Fin juillet à Kashgar et Hotan, deux commandos-suicides frappaient des commissariats, causant 32 morts, des 10aines de blessés. De façon remarquable, ces attaques avaient été annoncées par des locaux à des touristes, 15 j plus tôt, comme un remake des attaques d’Urumqi qui avaient coûté près de 200 vies en 2009. Ce triste incident a eu son épilogue le 15/09, les juges des deux villes condamnant quatre assaillants à mort, pour terrorisme, incendie et meurtre.
Le même jour, la police admet que ces attaques n’ont eu aucun lien avec l’étranger. C’est nouveau. Jusqu’à l’été, Pékin croyait à une collusion avec une alliance islamiste de l’extérieur.
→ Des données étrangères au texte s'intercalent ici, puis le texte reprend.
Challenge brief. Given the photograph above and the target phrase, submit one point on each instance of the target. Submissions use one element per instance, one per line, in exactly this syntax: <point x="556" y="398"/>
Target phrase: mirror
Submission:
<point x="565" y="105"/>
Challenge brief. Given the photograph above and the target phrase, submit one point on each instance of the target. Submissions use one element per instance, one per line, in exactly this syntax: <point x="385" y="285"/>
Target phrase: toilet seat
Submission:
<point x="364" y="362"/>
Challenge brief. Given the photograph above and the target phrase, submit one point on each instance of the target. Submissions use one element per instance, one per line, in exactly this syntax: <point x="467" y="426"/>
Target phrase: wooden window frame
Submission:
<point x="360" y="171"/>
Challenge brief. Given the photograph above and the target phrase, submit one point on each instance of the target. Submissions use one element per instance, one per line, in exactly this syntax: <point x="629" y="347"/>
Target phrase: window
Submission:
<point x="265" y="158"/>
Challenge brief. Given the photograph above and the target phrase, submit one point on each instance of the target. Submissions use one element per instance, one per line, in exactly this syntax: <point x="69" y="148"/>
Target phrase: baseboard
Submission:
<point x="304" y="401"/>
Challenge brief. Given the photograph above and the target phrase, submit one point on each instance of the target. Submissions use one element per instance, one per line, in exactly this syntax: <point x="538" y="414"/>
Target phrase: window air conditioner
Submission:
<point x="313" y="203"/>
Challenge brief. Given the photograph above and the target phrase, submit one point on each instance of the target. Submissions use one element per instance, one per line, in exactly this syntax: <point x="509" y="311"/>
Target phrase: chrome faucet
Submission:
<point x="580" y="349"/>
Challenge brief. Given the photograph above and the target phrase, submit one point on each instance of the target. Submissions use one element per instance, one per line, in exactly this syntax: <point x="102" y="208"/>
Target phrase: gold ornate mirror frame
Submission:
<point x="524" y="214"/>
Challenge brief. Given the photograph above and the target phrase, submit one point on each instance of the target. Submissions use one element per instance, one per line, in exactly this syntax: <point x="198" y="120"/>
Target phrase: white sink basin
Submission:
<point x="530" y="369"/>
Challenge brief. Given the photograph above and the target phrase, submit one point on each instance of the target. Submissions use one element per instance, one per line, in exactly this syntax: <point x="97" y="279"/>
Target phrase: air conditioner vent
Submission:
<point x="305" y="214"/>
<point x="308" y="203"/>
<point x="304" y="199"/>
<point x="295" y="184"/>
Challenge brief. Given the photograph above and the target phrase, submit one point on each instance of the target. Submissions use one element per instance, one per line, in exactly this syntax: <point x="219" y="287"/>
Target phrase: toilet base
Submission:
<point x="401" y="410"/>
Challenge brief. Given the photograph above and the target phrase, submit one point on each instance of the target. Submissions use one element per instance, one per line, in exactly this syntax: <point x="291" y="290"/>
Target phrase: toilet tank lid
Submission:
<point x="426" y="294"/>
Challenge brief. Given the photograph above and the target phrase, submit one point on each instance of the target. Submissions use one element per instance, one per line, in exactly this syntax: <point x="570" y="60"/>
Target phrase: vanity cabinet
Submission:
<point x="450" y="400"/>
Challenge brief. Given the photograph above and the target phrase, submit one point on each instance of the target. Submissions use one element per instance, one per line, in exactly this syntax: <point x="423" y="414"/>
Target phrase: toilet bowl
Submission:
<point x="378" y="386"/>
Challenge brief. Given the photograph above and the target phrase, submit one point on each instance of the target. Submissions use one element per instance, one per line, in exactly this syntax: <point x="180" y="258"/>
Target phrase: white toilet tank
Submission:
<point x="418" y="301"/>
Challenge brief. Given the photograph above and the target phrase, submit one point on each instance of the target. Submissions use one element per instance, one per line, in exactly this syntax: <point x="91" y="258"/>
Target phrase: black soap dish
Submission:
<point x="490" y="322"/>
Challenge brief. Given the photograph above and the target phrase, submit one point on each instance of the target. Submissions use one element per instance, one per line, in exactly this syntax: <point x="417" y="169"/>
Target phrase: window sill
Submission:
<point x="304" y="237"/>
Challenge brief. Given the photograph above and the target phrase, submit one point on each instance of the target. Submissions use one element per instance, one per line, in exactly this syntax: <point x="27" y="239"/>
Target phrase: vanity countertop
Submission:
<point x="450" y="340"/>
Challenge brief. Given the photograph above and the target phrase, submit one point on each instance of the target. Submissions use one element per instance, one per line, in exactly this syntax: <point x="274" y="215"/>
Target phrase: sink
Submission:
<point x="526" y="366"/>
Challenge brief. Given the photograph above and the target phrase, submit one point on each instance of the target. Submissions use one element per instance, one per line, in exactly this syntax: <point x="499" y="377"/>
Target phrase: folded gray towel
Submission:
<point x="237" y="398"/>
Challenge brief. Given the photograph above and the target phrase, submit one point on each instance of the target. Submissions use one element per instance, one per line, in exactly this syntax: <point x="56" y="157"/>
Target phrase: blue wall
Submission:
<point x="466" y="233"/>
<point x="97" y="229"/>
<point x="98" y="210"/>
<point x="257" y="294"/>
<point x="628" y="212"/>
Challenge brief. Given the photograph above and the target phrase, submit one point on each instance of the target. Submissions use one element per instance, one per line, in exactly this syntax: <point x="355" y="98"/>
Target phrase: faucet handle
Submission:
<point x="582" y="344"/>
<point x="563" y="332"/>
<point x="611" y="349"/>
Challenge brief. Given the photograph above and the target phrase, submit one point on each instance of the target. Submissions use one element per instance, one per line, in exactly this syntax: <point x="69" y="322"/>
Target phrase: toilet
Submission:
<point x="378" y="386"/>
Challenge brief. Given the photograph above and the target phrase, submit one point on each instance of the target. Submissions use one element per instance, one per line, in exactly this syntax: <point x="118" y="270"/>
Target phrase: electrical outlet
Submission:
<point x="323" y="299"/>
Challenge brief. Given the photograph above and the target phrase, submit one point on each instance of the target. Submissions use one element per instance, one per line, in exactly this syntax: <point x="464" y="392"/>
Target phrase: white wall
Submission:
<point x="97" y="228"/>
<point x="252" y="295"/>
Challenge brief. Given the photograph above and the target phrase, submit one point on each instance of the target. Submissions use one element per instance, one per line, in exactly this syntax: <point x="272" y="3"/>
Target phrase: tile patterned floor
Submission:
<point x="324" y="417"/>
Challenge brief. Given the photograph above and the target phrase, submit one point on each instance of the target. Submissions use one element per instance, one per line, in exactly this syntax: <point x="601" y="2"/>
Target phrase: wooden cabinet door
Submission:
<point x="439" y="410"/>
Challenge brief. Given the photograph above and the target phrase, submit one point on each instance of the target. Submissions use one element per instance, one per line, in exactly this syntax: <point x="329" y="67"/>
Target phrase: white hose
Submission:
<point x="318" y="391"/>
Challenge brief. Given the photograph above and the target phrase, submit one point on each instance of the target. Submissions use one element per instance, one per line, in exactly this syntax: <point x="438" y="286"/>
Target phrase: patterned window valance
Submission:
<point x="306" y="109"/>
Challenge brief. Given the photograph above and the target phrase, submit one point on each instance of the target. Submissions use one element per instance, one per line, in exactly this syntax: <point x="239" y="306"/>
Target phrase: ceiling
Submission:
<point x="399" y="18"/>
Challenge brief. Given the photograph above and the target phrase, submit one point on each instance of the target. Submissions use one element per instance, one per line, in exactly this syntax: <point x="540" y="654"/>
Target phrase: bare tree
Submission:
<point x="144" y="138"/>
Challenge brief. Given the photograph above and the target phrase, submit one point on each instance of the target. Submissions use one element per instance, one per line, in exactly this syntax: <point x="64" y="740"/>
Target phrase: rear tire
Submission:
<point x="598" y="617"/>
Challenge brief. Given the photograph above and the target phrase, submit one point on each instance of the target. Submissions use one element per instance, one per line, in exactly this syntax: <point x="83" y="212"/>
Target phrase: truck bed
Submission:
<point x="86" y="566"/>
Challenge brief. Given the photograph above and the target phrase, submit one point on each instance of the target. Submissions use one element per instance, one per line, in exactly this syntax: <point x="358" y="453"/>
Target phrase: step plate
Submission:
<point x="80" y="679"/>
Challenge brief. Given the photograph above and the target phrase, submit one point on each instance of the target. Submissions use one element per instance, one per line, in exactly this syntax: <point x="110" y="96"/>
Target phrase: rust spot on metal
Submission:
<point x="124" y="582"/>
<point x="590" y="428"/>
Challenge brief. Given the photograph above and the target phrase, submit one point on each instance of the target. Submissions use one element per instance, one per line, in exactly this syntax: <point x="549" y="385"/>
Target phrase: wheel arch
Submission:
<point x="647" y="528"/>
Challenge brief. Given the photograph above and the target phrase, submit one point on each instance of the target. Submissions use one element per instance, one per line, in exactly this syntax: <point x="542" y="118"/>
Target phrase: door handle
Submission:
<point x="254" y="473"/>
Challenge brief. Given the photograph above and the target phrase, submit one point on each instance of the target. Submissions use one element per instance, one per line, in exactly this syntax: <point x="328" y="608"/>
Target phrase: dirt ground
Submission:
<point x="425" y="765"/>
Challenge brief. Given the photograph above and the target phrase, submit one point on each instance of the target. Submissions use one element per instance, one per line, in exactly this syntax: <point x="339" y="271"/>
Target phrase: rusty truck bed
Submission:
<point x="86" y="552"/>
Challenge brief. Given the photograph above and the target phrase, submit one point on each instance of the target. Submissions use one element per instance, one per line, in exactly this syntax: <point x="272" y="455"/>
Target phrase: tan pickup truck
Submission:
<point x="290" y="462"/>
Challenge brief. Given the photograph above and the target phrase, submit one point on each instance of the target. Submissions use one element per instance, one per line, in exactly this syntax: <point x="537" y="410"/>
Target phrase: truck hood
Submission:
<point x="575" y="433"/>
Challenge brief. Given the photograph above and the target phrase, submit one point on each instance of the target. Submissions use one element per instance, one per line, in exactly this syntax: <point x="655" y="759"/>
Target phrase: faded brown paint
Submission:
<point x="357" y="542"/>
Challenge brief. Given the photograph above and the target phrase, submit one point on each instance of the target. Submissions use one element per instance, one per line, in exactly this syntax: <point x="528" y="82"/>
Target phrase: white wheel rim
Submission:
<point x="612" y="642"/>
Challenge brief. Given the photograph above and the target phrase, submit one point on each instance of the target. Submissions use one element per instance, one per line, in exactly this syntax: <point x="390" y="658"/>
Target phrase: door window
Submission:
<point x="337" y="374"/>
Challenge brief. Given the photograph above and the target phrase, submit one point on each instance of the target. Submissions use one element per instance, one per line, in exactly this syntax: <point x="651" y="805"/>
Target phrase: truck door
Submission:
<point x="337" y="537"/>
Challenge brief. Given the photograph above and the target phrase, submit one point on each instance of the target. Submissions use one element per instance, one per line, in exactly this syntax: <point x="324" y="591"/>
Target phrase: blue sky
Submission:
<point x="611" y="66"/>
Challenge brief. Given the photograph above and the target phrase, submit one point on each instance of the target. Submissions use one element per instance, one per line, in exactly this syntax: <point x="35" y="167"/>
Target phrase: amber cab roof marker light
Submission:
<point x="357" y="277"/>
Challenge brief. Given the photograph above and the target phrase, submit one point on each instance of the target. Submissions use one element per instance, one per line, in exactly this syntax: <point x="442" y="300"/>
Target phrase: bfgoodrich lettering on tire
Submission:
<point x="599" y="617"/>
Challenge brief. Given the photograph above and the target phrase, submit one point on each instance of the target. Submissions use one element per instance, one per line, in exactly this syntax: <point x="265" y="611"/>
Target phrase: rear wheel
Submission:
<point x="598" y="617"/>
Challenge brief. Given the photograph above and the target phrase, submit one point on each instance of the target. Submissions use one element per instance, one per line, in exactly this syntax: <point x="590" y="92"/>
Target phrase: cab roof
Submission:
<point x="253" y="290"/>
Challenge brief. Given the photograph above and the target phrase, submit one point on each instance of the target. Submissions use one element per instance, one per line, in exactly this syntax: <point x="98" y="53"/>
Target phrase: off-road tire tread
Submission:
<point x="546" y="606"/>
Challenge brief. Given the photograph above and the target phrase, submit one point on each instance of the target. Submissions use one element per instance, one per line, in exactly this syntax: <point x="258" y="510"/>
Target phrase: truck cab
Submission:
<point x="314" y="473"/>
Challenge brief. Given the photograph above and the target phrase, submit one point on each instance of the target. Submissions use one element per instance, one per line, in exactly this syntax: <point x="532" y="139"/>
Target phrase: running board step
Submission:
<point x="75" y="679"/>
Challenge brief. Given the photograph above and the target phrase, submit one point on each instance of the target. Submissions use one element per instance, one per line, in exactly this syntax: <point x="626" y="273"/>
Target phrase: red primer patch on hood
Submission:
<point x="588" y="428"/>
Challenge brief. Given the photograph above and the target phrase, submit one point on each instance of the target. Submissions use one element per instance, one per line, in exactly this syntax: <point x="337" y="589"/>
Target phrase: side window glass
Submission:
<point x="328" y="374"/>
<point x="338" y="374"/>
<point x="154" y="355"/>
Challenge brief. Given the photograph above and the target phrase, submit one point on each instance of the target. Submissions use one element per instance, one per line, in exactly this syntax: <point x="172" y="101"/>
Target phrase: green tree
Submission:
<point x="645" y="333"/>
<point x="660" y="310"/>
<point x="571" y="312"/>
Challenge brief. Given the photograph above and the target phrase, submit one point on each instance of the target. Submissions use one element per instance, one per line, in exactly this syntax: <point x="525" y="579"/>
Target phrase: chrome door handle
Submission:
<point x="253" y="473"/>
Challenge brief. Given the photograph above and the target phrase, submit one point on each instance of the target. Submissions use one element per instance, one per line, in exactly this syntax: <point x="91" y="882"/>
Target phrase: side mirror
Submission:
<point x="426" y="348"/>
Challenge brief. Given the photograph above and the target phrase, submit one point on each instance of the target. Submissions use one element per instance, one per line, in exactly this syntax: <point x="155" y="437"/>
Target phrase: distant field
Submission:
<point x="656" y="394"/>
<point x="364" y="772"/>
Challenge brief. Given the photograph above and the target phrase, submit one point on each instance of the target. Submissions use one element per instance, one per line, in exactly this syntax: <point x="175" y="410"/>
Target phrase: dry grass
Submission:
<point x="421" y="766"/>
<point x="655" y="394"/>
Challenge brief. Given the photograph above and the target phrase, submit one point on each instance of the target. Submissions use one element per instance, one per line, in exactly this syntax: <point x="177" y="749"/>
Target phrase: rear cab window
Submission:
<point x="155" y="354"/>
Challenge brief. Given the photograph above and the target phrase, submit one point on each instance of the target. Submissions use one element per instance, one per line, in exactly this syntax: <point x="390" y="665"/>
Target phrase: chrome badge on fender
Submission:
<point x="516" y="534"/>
De l’étranger d’ailleurs, un groupuscule, le PIT (Parti indépendantiste du Turkestan) revendiquait fin août la responsabilité des attentats. On peut sans doute voir en cette admission un progrès : l’effort pour mieux adhérer aux réalités du terrain.
A vrai dire, la gouvernance chinoise sur le Xinjiang ces derniers mois apparaît tiraillée entre deux tendances : le discours « vieux jeu » d’arrimage autoritaire du territoire à la République, et la recherche d’un rapport nouveau, ralliant et pacifiant l’ethnie ouïghoure.
Dans la 1ère tendance, entrent les peines capitales. Face à des agresseurs pris les armes à la main, Pékin n’avait guère de marge de manoeuvre pour accorder la clémence. Mais ces exécutions imminentes feront quatre héros de plus. Un autre signe de répression est l’interdiction sur tout le Xinjiang de suivre le Ramadan. Sous peine d’ennuis sérieux, les restaurants durent rester ouverts et fournir des mets inutiles faute de clients. Les étudiants furent accompagnés par les profs dans les réfectoires. La mesure visait à empêcher les réunions de nuit- rituelles durant ce carême islamique- qui auraient permis d’ourdir d’autres attentats. Cependant l’interdit fit plus de mal que de bien : l’irrespect de la loi religieuse put radicaliser modérés et hésitants.
Dans la 2ème tendance, l’Etat tente de dissiper la tension par des actions plus bénéfiques. Tel l’envoi, pour un an d’études, de 500 professeurs et instituteurs ouighours, suivis de 300 collègues Han, aux universités de l’intérieur (14/09). Comme au Tibet, cette stratégie d’enseignement bilingue vise à renforcer chez les enfants la langue locale (base de stabilité sociale), tout en leur apportant l’usage du mandarin, vecteur des métiers sur un marché du travail inévitablement sinophone.
Autre effort au Xinjiang, celui des consortia publics : durant le XII. Plan, la priorité est donnée aux énergies, surtout propres, et d’usage local. D’ici 2016 CPIC (un des 5 géants électriciens) placera 11MM$ dans le territoire, en diverses énergies. Guodian en investira 12,5MM$. Shenhua (charbon)mettra 21MM$, Baosteel (Shanghai) 6,5MM$ en sidérurgie et le pétrolier national CNPC 47MM$ (d’ici 2021). Au total, 31 Grandes entreprises d’Etat vont jusqu’à décupler leur présence, doublant en 5 ans leurs invests précédents, pour 155MM$.
Autre idée forte : faire du Xinjiang le poumon économique d’Asie Centrale, et une nouvelle porte de l’Europe. Le 01/09, le vice-1er Li Keqiang ouvrait à Urumqi le 1er salon China-Eurasia, version renforcée de l’ex-salon régional. En 5 jours, le résultat fut honorable, 130 MM$ de contrats, avec présence remarquée de la Turquie (20 groupes).
Tout ceci témoigne d’une ligne politique, au fond pas si nouvelle, misant sur l’intégration économique pour enrichir le Xinjiang -sans céder sur la demande des Ouighours en droits spécifiques qui tiennent compte de leur différence ethnique et de leur culture propre. Autrement dit, le problème est encore probablement là pour longtemps.